Spending time together in art therapy is also helpful to overcoming broken relationships between mother and child, says Dr. Chun. Most of her patients have mothers who are either overly protective or too neglectful. Dr. Chun says that from birth to six years of age is a critical period in the mental and developmental growth of a child.
“If the child deviates two or three years during this vital period in the child’s life, then he or she will have difficulties socializing,” she says.
That is why therapy is usually divided between a 40-minute session with the child and 10 minutes of counseling with the mother. “In the course of therapy, the mother sometimes breaks down and cries because she realizes she has been either too domineering or too neglectful of her child,” Dr. Chun says.

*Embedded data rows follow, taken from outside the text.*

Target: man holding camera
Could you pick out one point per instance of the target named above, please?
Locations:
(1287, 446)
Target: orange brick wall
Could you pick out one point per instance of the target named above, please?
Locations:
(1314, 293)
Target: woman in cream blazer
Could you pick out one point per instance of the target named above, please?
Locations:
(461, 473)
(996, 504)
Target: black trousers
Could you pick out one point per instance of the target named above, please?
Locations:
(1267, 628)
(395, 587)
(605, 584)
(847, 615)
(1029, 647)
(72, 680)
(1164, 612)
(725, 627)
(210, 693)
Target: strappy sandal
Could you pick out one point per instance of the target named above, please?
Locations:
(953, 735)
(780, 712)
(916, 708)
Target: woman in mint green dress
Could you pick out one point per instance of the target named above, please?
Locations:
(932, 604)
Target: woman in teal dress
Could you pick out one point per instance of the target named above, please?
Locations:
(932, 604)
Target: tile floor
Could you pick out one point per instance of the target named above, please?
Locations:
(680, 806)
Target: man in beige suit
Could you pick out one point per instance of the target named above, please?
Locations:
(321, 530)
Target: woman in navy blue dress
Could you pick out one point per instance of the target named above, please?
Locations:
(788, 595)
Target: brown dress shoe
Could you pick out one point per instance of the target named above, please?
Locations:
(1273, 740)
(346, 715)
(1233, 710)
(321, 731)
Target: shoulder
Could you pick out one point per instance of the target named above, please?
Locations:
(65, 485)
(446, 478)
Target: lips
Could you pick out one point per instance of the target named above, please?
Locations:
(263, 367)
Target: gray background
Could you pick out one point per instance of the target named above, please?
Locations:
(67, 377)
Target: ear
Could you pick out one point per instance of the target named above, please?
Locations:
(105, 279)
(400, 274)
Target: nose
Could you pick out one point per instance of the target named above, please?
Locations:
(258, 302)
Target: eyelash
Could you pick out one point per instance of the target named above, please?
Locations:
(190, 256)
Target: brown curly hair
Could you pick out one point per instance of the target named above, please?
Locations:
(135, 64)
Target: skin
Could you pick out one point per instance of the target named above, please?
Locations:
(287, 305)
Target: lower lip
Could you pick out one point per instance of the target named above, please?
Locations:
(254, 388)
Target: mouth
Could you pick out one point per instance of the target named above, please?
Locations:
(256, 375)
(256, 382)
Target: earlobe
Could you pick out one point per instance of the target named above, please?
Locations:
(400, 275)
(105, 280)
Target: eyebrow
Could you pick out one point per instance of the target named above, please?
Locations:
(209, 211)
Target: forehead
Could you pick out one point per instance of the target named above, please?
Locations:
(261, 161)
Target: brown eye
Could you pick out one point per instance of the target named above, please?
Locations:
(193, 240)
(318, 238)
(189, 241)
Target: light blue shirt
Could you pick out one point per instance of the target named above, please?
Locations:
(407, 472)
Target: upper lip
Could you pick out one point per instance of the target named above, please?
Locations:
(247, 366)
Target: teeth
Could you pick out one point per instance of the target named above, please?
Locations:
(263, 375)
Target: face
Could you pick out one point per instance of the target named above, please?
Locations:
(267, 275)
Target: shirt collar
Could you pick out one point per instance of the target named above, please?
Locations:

Generally, art therapy takes a minimum of three months and can take as long as a year. But some parents are too hasty to draw conclusions about the impact of therapy and quit before they should.
Dr. Chun sighs and says this is what is most frustrating about her work, but says that some find the 50,000 won ($50) per hour fee a burden.
It’s not just the clients who are benefiting from art therapy. Those studying art therapy find the training is beneficial to themselves.
Lee Tae-hee, a student studying art therapy at the Institute, says she learned much while training.
“I discovered a lot about myself when I underwent art therapy,” says Ms. Lee. “Art enables you to lessen the gap between the real you and the perceived you. That’s therapeutic itself.”
Adults who seek art therapy usually prefer to talk with the therapist instead of concentrating on artwork. Children who come to therapy sessions with their mothers are told they are taking after-school art classes. They are unaware that this is therapy, lest they show aversion to it.
“Adolescents in puberty can be extremely sensitive about getting therapy,” says Dr. Chun. Clients are told to draw pictures or create other forms of art under diverse emotional situations such as when they are angry, sad, happy and tired.
“For the latter two cases,” says Dr. Chun, “it’s not about communicating better with others, but about accepting death. Art can help one relive memories, and this process can be emotionally healing for those expecting the end.”
Experts say that art can help older people delay the process of losing memory, especially for Alzheimer’s patients. “As they draw pictures, the elderly tend to reminisce about the past, which helps to prolong their memories,” says Ju Li-ae of Seoul Women’s University.